Presse Berichte
40 Jahre Schutzgemeinschaft Deutscher Wald Nidda
Samstag, den 8. und Sonntag, den 9. Juni 2024 in Nidda-Bad Salzhausen

Engagiert für den Schutz der Wälder
Pressetext FNP
Wie sieht der Wald der Zukunft aus? Was ist nötig im Kampf gegen den Klimawandel? Mit Vorträgen zu diesen und ähnlichen Fragestellungen feiert Niddas SDW-Ortsgruppe ihr 40-jähriges Bestehen.
Nidda (stf). Seit 1984 setzt sich der Niddaer Ortsverband der Schutzgemeinschaft Deutscher Wald (SDW) gegen Wald- und Umweltzerstörung ein. Dieses 40-jährige Bestehen feiert man nun in Bad Salzhausen zwei Tage lang ausgiebig. Tag eins steht ganz im Zeichen forstwissenschaftlicher Fachvorträge
Grußworte gab es von Niddas Bürgermeister Thorsten Eberhard und dem Vorsitzenden des Hessischen SDW-Landesverbands, Bernhard Klug. Im Mittelpunkt stand neben Rückblicken auf 40 Jahre lokale Naturschutzprojekte das Lebenswerk von Wolfgang Eckhardt. »Du warst über viele Jahre das Gesicht der SDW. Dass wir heute hier feiern, ist zum Großteil Dein Verdienst«, lobte Eberhard den langjährigen Vorsitzenden. Gleichzeitig freute er sich, dass man mit Bernd Reißmann einen würdigen Nachfolger mit großem Fachwissen fand.
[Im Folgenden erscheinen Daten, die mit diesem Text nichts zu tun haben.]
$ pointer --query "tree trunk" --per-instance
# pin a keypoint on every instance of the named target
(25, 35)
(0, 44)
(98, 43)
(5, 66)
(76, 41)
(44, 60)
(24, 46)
Bernhard Klug erinnerte an die zahlreichen ökologischen Aufgaben des Waldes. Neben Holzproduktion und damit Arbeitsplatzsicherung sind Wälder wichtige Kohlenstoff- und Wasserspeicher sowie Luft- und Wasserfilter. »Jeder Baum absorbiert im Jahr fünf Kilogramm Feinstaub. Ein Hektar Wald entzieht der Luft 50 Tonnen Schadstoffe.« Klug zeichnete Wolfgang Eckhardt für sein tatkräftiges Engagement mit der SDW-Ehrennadel aus. »Streitbar, aber immer sachlich hat der Ortsverband Nidda viel bewegt und dies ausschließlich ehrenamtlich«, so Klug.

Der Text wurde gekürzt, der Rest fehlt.